Além da revista, fazemos vários outros eventos, seja a Academia nas Escolas, projeto da Academia Norte Rio-grandense de Letras, que leva um pouco da história dos seus patronos para os mais jovens, o projeto social Caravana de Escritores Potiguares, de que sou organizador e funciona também desde 2013, que já distribuiu mais de cinco mil livros gratuitamente para estudantes de todo o Estado, e os livros que publico sempre em prol da divulgação dos nossos autores. Como, por exemplo, “Presença do Negro na Literatura Potiguar & outros Ensaios, “Os Grãos- Ensaios Sobre Literatura Potiguar Contemporânea”,  “Impressões Digitais – Escritores Potiguares Contemporâneos”, vols 1,2 e 3 e vários outros livros.

13.  Ao promover a leitura, você enfatiza muito escritores potiguares. Que razões o levam a isso? Destaque bons escritores da esfera potiguar.

 Sim, por acreditarmos que a nossa literatura não deixa nada a dever em relação a produção de outros estados, sempre estamos promovendo os autores da nossa terra, seja fazendo livros, como já dissemos, ou escrevendo em vários jornais e periódicos. Tem muita gente de valor escrevendo na atualidade, mas seria injustiça citar nomes, pois eu poderia esquecer de algum.

14.  Depois de tanto ter feito, de galgar tantas barreiras, o que planeja Thiago para o tempo que lhe resta? Sei que tem sublimes planos que visam o bem coletivo.

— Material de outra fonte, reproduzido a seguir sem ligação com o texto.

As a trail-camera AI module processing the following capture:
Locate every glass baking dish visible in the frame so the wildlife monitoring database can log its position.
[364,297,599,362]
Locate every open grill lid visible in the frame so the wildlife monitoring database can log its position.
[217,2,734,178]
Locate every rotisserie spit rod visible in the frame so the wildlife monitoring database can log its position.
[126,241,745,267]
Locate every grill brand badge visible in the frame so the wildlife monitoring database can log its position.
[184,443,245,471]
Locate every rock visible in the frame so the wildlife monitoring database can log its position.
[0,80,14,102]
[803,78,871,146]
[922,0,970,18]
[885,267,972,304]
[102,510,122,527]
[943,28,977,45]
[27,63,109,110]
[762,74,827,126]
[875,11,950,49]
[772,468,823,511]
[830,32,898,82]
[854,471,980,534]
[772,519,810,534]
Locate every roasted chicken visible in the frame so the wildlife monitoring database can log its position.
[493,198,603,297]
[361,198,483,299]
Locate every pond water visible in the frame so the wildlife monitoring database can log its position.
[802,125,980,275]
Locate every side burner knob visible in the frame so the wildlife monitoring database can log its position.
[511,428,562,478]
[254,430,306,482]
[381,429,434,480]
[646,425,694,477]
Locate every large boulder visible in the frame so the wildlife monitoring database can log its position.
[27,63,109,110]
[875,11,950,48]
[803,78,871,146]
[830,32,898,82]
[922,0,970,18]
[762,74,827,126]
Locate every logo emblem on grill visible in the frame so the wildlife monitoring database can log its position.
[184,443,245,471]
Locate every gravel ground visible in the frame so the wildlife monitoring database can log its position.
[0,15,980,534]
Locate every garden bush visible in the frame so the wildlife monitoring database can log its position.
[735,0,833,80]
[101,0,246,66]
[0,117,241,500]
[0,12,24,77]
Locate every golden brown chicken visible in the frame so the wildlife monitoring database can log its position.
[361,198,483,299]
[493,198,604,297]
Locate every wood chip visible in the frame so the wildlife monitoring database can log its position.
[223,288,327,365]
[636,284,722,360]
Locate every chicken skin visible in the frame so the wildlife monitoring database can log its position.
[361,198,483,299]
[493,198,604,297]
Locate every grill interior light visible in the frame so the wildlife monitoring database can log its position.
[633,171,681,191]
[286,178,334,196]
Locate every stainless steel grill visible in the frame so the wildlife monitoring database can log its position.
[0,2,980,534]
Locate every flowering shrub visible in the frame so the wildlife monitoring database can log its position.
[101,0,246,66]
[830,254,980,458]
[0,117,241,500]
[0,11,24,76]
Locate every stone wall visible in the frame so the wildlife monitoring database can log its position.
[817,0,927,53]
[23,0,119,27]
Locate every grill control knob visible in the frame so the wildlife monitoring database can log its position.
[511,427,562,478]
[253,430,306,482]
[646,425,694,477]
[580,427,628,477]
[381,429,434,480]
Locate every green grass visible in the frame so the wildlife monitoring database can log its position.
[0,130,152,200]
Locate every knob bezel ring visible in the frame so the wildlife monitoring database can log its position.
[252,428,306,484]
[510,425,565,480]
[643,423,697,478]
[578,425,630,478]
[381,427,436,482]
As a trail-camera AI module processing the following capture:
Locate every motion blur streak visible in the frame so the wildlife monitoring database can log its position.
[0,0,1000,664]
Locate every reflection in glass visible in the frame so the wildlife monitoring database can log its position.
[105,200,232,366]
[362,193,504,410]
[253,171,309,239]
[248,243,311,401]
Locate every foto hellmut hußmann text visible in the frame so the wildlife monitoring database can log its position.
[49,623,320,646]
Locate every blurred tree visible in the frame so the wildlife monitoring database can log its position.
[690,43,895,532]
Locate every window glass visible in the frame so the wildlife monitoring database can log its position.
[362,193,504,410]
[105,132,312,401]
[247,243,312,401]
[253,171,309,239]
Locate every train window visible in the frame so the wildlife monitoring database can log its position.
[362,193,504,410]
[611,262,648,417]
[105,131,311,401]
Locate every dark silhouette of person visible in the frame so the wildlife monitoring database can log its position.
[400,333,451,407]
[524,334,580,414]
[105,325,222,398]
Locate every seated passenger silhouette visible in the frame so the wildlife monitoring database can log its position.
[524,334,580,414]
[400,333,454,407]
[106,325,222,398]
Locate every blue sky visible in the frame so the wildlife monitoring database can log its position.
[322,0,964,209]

A nossa intenção é, e será sempre com certeza, de divulgar as nossa cultura literária. Isso também nos remete à própria tradição, na qual eu percebo me encaixar. Se olharmos para o passado das nossas letras, ao longo do tempo, sempre surgiram nomes que fizeram esse tipo de trabalho; Câmara Cascudo, Tarcísio Gurgel, Diva Cunha, Manoel Onofre Jr., Humberto Hermenegildo de Araújo, Valdenildes Cabral... mais recentemente os estudos norte-riograndenses estão mais voltados para a universidade, já que, a própria crítica está, hoje em dia, muito  ligada à universidade. Portanto, atualmente essa tradição é muito mais forte na UFRN, por exemplo, carregando essa tocha, cito alguns nomes de cabeça, Derivaldo dos Santos, José Luiz Ferreira, Edna Rangel, Cellina Muniz, Aparecida Rego.... Aí fora, (no meio literário) conheço muito poucos que fazem esse trabalho, mas, sei que praticamente cada cidade do interior, hoje em dia, tem seu grupo de pesquisadores, escritores interessados na cultura, história e literatura da sua cidade.

15.  Finalize como queira, siga a voz do coração.

“A recompensa do trabalho é a alegria de realizá-lo”. Luís da Câmara Cascudo.

 


4 comentários:

  1. História muiti bonita! Thiago é um menino de ouro! Sou grata por conhecê-lo. Precisamos incentivar nossos jovens a se descobrirem e se conhecerem no mundo dos livros.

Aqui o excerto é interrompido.